Dedifferentiated Chondrosarcoma (IIB) at the Pelvis
With lung mets
Age at Diagnosis: 22
Year of Diagnosis: 1967
Diagnosis: I first saw a doctor at age 16 for lower belly pain. X-rays showed a lesion then but it was mistaken for an old fracture. I was treated for “constipation” and sent home. I ignored the pain problems until I had my first child. During labor the doctor determined that I had tumor in the way of the birth canal and delivered Caesarian Section. It was believed the tumor was benign. I didn’t know to question this until a couple years later when I could feel tumor growing outward. An orthopedic surgeon removed it without sufficient margins, believing it to be benign. Two and a half years later it had grown so large that it interfered with walking, and standing for any length of time. Deep aching pain awoke me at night. I saw a local orthopedic doctor who took an x-ray and told me I was just overweight. But, what I saw on the x-ray looked like a big cauliflower, so I went for a second opinion to another orthopedic surgeon in town, who immediately referred me to an orthopedic oncologist at the University Hospital in the nearest big city. I didn’t want to go that far until this doctor warned me that this was “serious”, and I “Must” go see this other doctor. I still, at that time did not understand that it was anything more than the hereditary bone bumps I was born with.
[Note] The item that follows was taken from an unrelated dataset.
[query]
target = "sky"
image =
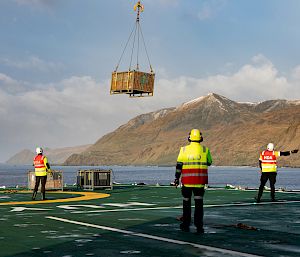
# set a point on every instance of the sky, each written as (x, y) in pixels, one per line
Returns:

Treatment: Even though the Orthopedic Oncologist prepared me to have a full Hemipelvectomy, once he cut me open he decided to do an Internal Hemipelvectomy. Surgical removal of the right pubic ramus and right ischium all the way over to the acetabulum was performed. Pelvic floor muscles, and lymph glands were removed. Some muscles placed in different locations. Vaginal wall, bladder and partial rectum reconstruction were done as well.
Recovery: I was in the hospital a total of seven months that year with five surgical procedures done, the last one being my first recurrence. Originally I was not expected to walk again, but after the first three months I did. Physical issues that have bothered me the most were recurrent vaginal and bladder infections, bowel difficulties, and permanent pelvic intramuscular instability. I had to give up my favorite sports to avoid injury, skating, basketball, running and bicycling. I was very depressed about a lot of this.
Metastasis: I had seven recurrences from 1967 to 1980. I was told I had metastasis in 1991. Both lower lungs had multiple small nodules. The right lower lobe had the largest nodule in the back. This one continued to grow the next year until it reached 2.2 cm and has not gotten any larger. The smaller ones have mostly disappeared. The larger one has calcified. I went for four different opinions. Three agreed it was mets, one offered no treatment, one offered to pluck them out by broncoscopy, one offered to break my rib and do partial lobectomies (portions of lung removal), One said it was granulomas caused by Histoplasmosis and pneumonia. I chose to believe the last one. By regular doctor did not and ran tests which proved I had never had Histoplasmosis. By this time I had moved away to another location and the thoracic surgeon I saw then was well qualified to diagnose chondrosarcoma and told me this is what it was and scheduled me for surgery, which I did not have. I still have them in my lungs. “Stabilized, indolent” is what my present Oncologist call them.
Life Now: I have permanent ongoing disability due to the musculoskeletal changes which have caused my sacroiliac joints to degenerate severely. I am still able to walk upright sometimes with cane or walker. Very rarely need the wheelchair. I have an autoimmune disorder that flairs up once in a while that requires me to continue to be careful of my good health. This is probably due to receiving a clinical trial in 1971 to immunize me from my cancer.
Thoughts and Hints for New Patients: Watch out!! Beware of all your well-meaning friends, relatives and strangers who just know they have the absolute best cure for your cancer right there in the kitchen cabinet, or just over the border for a small fee, or maybe a big fee, but it’s worth your life, isn’t it?
It is your body. It is your health. It is your life. You are the one to make the final decisions on what treatment options you will choose. Educate yourself, by asking qualified medical staff for answers, plus read the evidence for yourself. If you do research on the internet make sure you understand just how reliable and scientific are your sources. Best place to start is pubmed. Learn the difference between scientific evidence and anecdotal evidence.